Drei Jahre nach der Wahl Donald Trumps mündet diese Präsidentschaft in ihr logisches Finale. Es geht nicht nur um ein Telefonat. Es geht um die Frage, wie viel die Demokratie an Verbiegung erträgt, ehe sie bricht.

Kommentar von Stefan Kornelius

In den USA hat der politische Herbst begonnen, jene Jahreszeit, die üblicherweise in die Wahl des nächsten Präsidenten mündet und die vor inszenierter Kulisse aus Strohballen und Coffee Diners abgehalten wird. Das aber ändert sich nun, plötzlich wird der Anhörungssaal zum zentralen Ort, die zum Schwur gehobene Hand wird das meist fotografierte Bild im Wahlkampf abgeben. Viele Hände werden da in die Höhe gereckt werden, denn was sich nach nur wenigen Tagen des jüngsten Trump-Dramas abzeichnet, lässt einen Skandal massiven Ausmaßes erwarten.

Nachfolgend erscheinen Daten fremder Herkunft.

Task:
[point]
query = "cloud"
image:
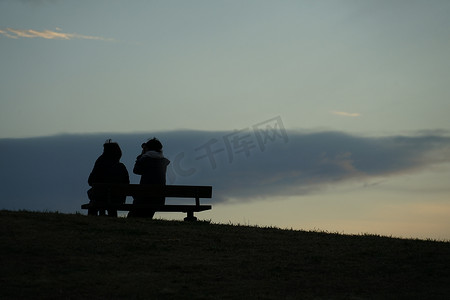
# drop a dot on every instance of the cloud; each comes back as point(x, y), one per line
point(48, 34)
point(50, 173)
point(345, 114)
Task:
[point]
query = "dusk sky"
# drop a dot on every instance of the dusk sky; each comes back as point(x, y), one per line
point(354, 97)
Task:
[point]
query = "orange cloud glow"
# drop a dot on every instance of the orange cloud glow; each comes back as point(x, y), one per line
point(47, 34)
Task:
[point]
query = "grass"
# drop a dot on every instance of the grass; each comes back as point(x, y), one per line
point(65, 256)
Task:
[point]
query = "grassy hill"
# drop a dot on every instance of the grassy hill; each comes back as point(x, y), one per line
point(61, 256)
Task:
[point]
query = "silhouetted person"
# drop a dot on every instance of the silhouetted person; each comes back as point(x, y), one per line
point(151, 165)
point(107, 169)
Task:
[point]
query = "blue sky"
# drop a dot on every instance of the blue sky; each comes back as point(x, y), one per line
point(371, 70)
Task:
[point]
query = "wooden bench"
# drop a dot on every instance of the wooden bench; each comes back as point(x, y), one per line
point(168, 191)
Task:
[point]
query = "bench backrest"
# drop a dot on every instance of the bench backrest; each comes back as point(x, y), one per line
point(177, 191)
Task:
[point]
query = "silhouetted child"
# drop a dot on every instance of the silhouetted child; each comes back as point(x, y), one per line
point(107, 169)
point(152, 166)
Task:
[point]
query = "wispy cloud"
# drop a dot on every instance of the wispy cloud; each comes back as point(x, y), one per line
point(48, 34)
point(306, 163)
point(345, 114)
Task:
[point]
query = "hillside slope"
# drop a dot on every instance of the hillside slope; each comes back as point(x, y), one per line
point(60, 256)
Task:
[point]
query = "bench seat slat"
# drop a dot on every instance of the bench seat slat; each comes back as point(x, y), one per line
point(175, 191)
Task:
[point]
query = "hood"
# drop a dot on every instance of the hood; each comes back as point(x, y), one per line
point(153, 154)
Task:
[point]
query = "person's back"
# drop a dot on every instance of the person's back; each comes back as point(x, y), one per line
point(152, 166)
point(107, 169)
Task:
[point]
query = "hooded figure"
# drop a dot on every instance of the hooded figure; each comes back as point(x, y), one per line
point(107, 169)
point(152, 166)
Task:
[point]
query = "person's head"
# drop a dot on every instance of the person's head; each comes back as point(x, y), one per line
point(152, 145)
point(112, 150)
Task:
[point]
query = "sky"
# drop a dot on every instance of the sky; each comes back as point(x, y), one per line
point(326, 115)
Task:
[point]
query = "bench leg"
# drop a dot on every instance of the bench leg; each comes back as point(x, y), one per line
point(190, 217)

Dabei ist es nicht nur der Sachverhalt selbst - der Präsident fordert einen ausländischen Präsidenten auf, belastendes Material über den politischen Gegner zu liefern -, sondern vielmehr das System, das sich offenbart. Trumps selbstinkriminierende Worte aus einem möglicherweise auch noch geschönten Telefonprotokoll geben ja nur einen Ausschnitt dieser Episode aus dem Leben des unmöglichsten Präsidenten wieder. Erst unter der Wasseroberfläche zeigt der Eisberg seine gewaltigen Dimensionen.

Ein Netz von Büchsenspannern und politischen Mobstern hat systematisch die neue ukrainische Führung bearbeitet, Hilfsgelder wurden offenbar als Druckmittel zurückgehalten, Staatsanwälte instrumentalisiert. Dutzende Mithörer und Mitwisser beißen sich nun lieber die Zunge ab, statt Alarm zu schlagen. Beweise wurden weggesperrt, Spuren verwischt.

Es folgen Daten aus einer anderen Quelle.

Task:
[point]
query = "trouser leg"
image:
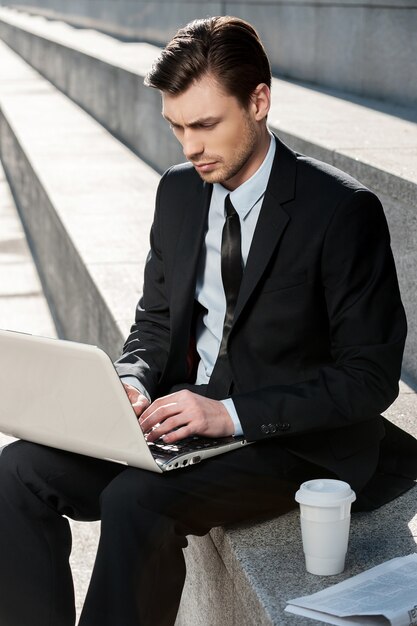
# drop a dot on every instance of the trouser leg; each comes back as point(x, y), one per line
point(139, 571)
point(38, 486)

Gründervater Hamilton hätte Trump längst aus dem Amt gejagt

So verfestigt sich das Bild eines Präsidenten, der gegen die Verfassung der Vereinigten Staaten verstößt und der seine Macht missbraucht. Diesen Albtraum hatten die Verfassungsväter vor Augen, als sie die Amtsenthebungs-Klausel in ihr Werk aufnahmen. Adams, Franklin, Jefferson, Washington: Sie alle wussten, aus welchen drückenden Umständen die amerikanischen Neubürger aus Europa geflohen waren. Sie wollten deswegen sicherstellen, dass in ihrem neuen, freien Land einem Diktator, einem jeder Kontrolle enthobenen Machthaber das Handwerk gelegt werden kann. In seinen berühmten Verfassungskommentaren schrieb Alexander Hamilton, dass ein Impeachment nicht nur die Antwort des Parlaments auf eine Straftat des Präsidenten sei, sondern vor allem den Missbrauch von Macht oder öffentlichem Vertrauen sanktionieren muss. Hamilton würde heute keine Sekunde zögern und Präsident Trump einer Amtsenthebung als würdig befinden.

Die Verfassung der USA wird - sollte es tatsächlich zu einer Impeachment-Anklage kommen - ihrer denkbar größten Belastungsprobe unterzogen. Die drei Gewalten der Demokratie halten übereinander und miteinander Gericht. Das ist kein staatstheoretischer oder strafrechtlicher, sondern selbstverständlich ein politischer Vorgang, bei dem alle Akteure und die Öffentlichkeit einem unvorstellbaren Stresstest ausgesetzt sind.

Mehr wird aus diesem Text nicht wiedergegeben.